Si, dans notre exemple, la locomotive produit la seconde fois une accélération deux fois plus petite, cela s'exprime en disant que la masse du deuxième train est double de celle du premier. Si on trouve que l'accélération produite par la locomotive est la même pour trois wagons chargés de blé et pour un seul wagon chargé de lingots, on dira que les deux trains ont la même masse totale.

En un mot, les masses des corps sont des données conventionnelles définies par ce fait qu'elles sont proportionnelles aux accélérations causées par une même force. Autrement dit, la masse d'un corps est le quotient de la force qui agit sur lui par l'accélération qu'il lui imprime. Poincaré disait pittoresquement: Les masses sont des coefficients qu'il est commode d'introduire dans les calculs.

S'il est une propriété des objets qui tombe sous le sens, sous les sens, dont chaque homme ait en quelque sorte l'instinct, l'intuition, c'est bien celle de la masse des corps. Eh bien! une analyse un peu aiguë nous montre donc notre impuissance à définir cette chose autrement que par des conventions déguisées. La définition poincariste semble paradoxale dans son aveu d'impuissance. Elle est juste pourtant. La masse n'est qu'un «coefficient», qu'une création conventionnelle de notre infirmité!

Pourtant quelque chose nous restait où nous pensions pouvoir accrocher, sinon notre besoin de certitude,—il y a longtemps que les savants dignes de ce nom ont renoncé à la certitude!—du moins notre besoin de netteté dans la déduction, dans le classement des phénomènes.
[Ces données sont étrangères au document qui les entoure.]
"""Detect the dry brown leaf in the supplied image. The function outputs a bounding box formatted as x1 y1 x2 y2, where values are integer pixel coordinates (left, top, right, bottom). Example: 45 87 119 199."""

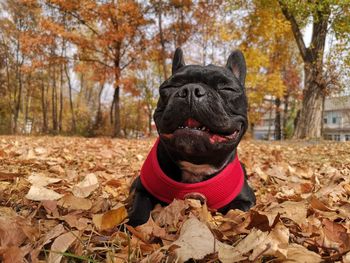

On croyait constante la masse, on croyait constant le coefficient si commode et si bien défini.

Ici encore, il faut déchanter, hélas!—ou plutôt tant mieux, puisque rien n'égale, après tout, le savoureux plaisir de la nouveauté.

L'ancienne mécanique nous enseignait que la masse est constante pour un même corps, indépendante par conséquent de la vitesse que ce corps a déjà acquise. D'où il suivait, comme nous l'expliquions plus haut, que, si une force continue à agir, la vitesse acquise au bout d'une seconde sera doublée au bout de deux secondes, triplée au bout de trois et ainsi de suite jusqu'au delà de toute limite.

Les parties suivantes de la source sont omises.